Your pulse generator can operate at other speeds, below the main clock speed by having another counter which outputs a single clock wide pulse each time it wraps around. By increasing the terminal count of this counter, you get longer between pulses, and slower movements of your motor.

• Ooo, that sounds like something I could do. And I already updated the pulse that I generate to go to my clock enable pin after tackling a similar problem with the encoder counting logic on my board. I will update my schematic accordingly and try to use a counter to control my pulse period. Thanks! Aug 1 '13 at 14:32

There are a number of ways of producing a frequency which is an adjustable (possibly fractional) submultiple of an input clock. One popular approach for allowing any fraction from 1/2^N to 1-(1/2^N) is to have a programmable N-bit register to select the desired frequency, and an N-bit register called the phase accumulator. Every clock cycle, add the frequency value to the phase accumulator and output a pulse if there is a carry. If the values are 16 bits and the frequency value is 573, then there will be 573 more-or-less-equally-spaced output pulses every 65,536 input pulses. Changes to the requested frequency will "smoothly" affect the output.

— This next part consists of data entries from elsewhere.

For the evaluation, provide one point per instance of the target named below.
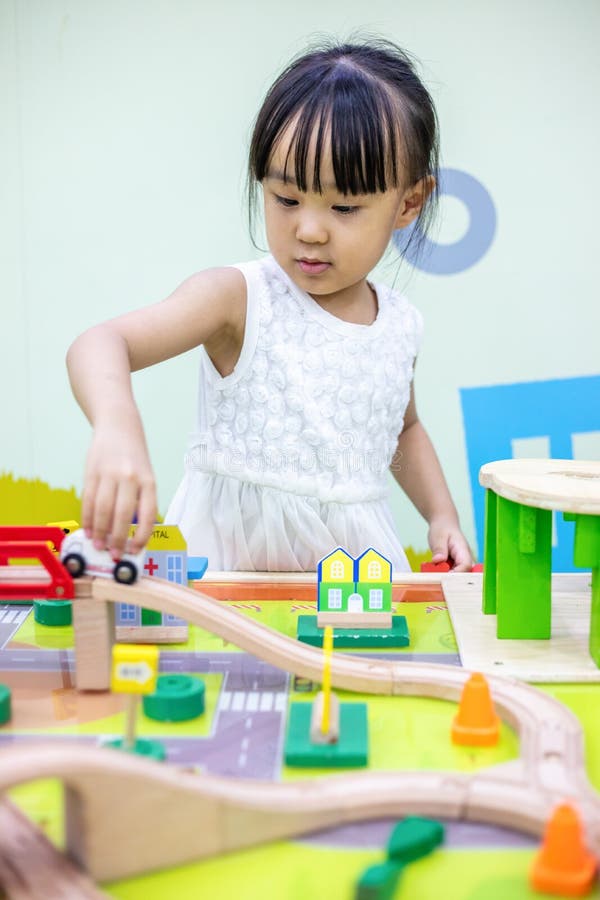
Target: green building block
(5, 704)
(523, 576)
(143, 747)
(413, 838)
(53, 612)
(378, 882)
(397, 636)
(177, 698)
(586, 554)
(350, 751)
(489, 554)
(150, 617)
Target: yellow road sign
(134, 669)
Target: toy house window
(337, 569)
(175, 568)
(374, 570)
(334, 598)
(376, 598)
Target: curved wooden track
(126, 815)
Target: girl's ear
(413, 200)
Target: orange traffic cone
(476, 723)
(564, 865)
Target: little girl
(306, 396)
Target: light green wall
(122, 155)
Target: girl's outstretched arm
(209, 308)
(417, 470)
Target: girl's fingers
(146, 515)
(104, 505)
(87, 504)
(124, 510)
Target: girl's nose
(310, 229)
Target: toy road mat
(563, 658)
(242, 734)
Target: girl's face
(329, 242)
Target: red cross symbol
(150, 566)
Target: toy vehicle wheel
(74, 563)
(124, 572)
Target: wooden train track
(126, 815)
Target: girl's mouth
(313, 266)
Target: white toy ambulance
(79, 557)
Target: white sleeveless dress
(291, 451)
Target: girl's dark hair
(368, 102)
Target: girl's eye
(286, 201)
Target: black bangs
(360, 105)
(352, 118)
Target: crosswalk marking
(266, 701)
(253, 701)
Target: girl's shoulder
(399, 308)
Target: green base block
(351, 750)
(397, 636)
(151, 617)
(53, 612)
(413, 838)
(177, 698)
(143, 747)
(378, 882)
(5, 710)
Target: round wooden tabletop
(569, 485)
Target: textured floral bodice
(315, 404)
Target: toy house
(354, 592)
(166, 557)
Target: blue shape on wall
(495, 415)
(449, 259)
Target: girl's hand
(119, 485)
(448, 543)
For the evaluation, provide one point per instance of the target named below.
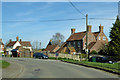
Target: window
(99, 38)
(104, 38)
(74, 44)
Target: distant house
(77, 41)
(19, 46)
(1, 46)
(52, 48)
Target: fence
(70, 56)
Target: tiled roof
(91, 45)
(23, 43)
(77, 36)
(50, 47)
(72, 49)
(11, 43)
(96, 34)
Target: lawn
(4, 64)
(112, 67)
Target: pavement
(39, 68)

An alternative approach which may reduce the amount of circuitry required, especially if one chip will have to handle many independently-programmable output frequencies, is to have a counter with circuitry on each bit to generate a pulse each time a particular bit is going to change from a zero to a one (the output controlled to the LSB of the counter will pulse on half the cycles, the next output will pulse on half the cycles where the LSB one didn't, and each output in turn will pulse on half the cycles where none of the lower ones do. If one ANDs the output from the MSB of the "desired frequency" register the the LSB of the aforementioned circuit, and the remaining bits of the frequency register in descending sequence with bits from the aforementioned circuit in ascending sequence, then every time the counter wraps the output will have sent the appropriate number of pulses. Note that when using this approach, the output will have more jitter than with the phase-accumulator approach, but the amount of circuitry required for each output may be reduced. Note also that changes to the programmed frequency should be synchronized with times the timer wraps, or else they may cause disruption in the output.

Yet another approach, which is something of a hybrid between the first two, is to have a counter designed so that a certain input will make it "stall" for a cycle, and wire a circuit similar to the second one above to that stall circuit. If one has an 8-bit counter, the value programmed into the frequency register will cause it to stall between one and 255 times every 256 times the counter advances, thus causing the wrap rate of the counter to be adjustable from 256 to 511. If one uses an 8-way multiplexer, one may thus have a divide ratio of K/2^N where K is 256-511 and N is zero to seven. Note that lower-order "taps" from the counter will have a lot of jitter, but the higher-order ones will be much cleaner.